Wednesday, April 27, 2011

My Holy Week Experience

"Once more the wind of embarkment blew across my mind. How long would it continue to do so? God grant until my death! What joy to cast off from dry land and depart! To snip the string which ties us to certitude and depart! To look behind us and see the men and mountains we love receding into the distance!"
Nikos Katzanzakis Report to Greco

Here it is now, the mid-point of Easter Week, and I am remembering so very fondly my Holy Week experience. I was blessed to be in Italy for the first part of the week: Rome and The Vatican City, Assisi on Palm Sunday where we went to Mass at St. Clare's, visited her shrine in the crypt, and received olive branches to take home with us as tokens of our devotion. Assisi was among the favorite stops for the young adults I took on tour with me. We arrived in Florence for the next few days, then traveled on to Venice where we were surrounded by a party atmosphere that took me right back to Mardi Gras. Finally, we wended our way toward Milan stopping in Verona to visit the "famed" balcony of Juliet Capulet, the market in the town square and Dante's statue.

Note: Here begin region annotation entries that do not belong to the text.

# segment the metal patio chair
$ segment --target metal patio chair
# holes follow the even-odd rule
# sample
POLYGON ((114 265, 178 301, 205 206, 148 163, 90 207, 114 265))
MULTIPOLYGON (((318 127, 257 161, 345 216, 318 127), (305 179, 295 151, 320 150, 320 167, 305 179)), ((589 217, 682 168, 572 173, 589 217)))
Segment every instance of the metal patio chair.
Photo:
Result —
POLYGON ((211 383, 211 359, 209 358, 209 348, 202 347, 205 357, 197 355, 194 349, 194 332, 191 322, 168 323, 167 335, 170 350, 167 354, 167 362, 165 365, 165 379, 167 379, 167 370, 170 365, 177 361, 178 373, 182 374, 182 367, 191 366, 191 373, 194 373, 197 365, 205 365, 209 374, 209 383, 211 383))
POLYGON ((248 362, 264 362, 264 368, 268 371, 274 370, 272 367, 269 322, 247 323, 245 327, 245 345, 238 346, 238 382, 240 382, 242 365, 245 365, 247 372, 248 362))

Dante Alighieri, famed poet of The Divine Comedy, was an exile in Italy. His wanderings were not for the sake of pleasure or sightseeing or even to visit new and interesting places. He was forced to leave his beloved city of Florence to preserve his life. How unlike Katzanzakis this great poet was! Katzanzakis had the freedom of "exile" while Dante was constricted by a life of wandering. Since these two writers rank in the top five of my favorites, I find the contrast between their circumstances very intriguing.


In June, once again I will embark for Europe. This time I will travel to Ireland, the land of at least some of my ancestors. I will be taking my mother, who has never gone abroad, with me. Together we will explore the sights, smells, sounds, and textures of a country that is filled with legends and the people of the Fay. I long to "snip the string which ties us to certitude and depart!"


What would all of life be like if we were able to "snip the string of certitude"? If we didn't insist on having our future planned and laid out neatly in days and months and years? If we could let the calendars, Blackberries, and datebooks we carry simply disappear from our lives? I often feel that in our journeys, we are more in exile than in adventure. We have an innate drive to plan our lives, to schedule our own days and months, and in the process to schedule others so they fit into our lives. Simply "being," observing, wandering, and even resting have become obsolete—or when they do come our way, it is because we've made time in our schedule for them. Such a life seems unworthy of creatures who were made in the image of the Holy.


May God grant us a deeper sense of the freedom to embark, to cast off, and to leave the need for certitude (and control) to someone greater and more capable than our own frail selves.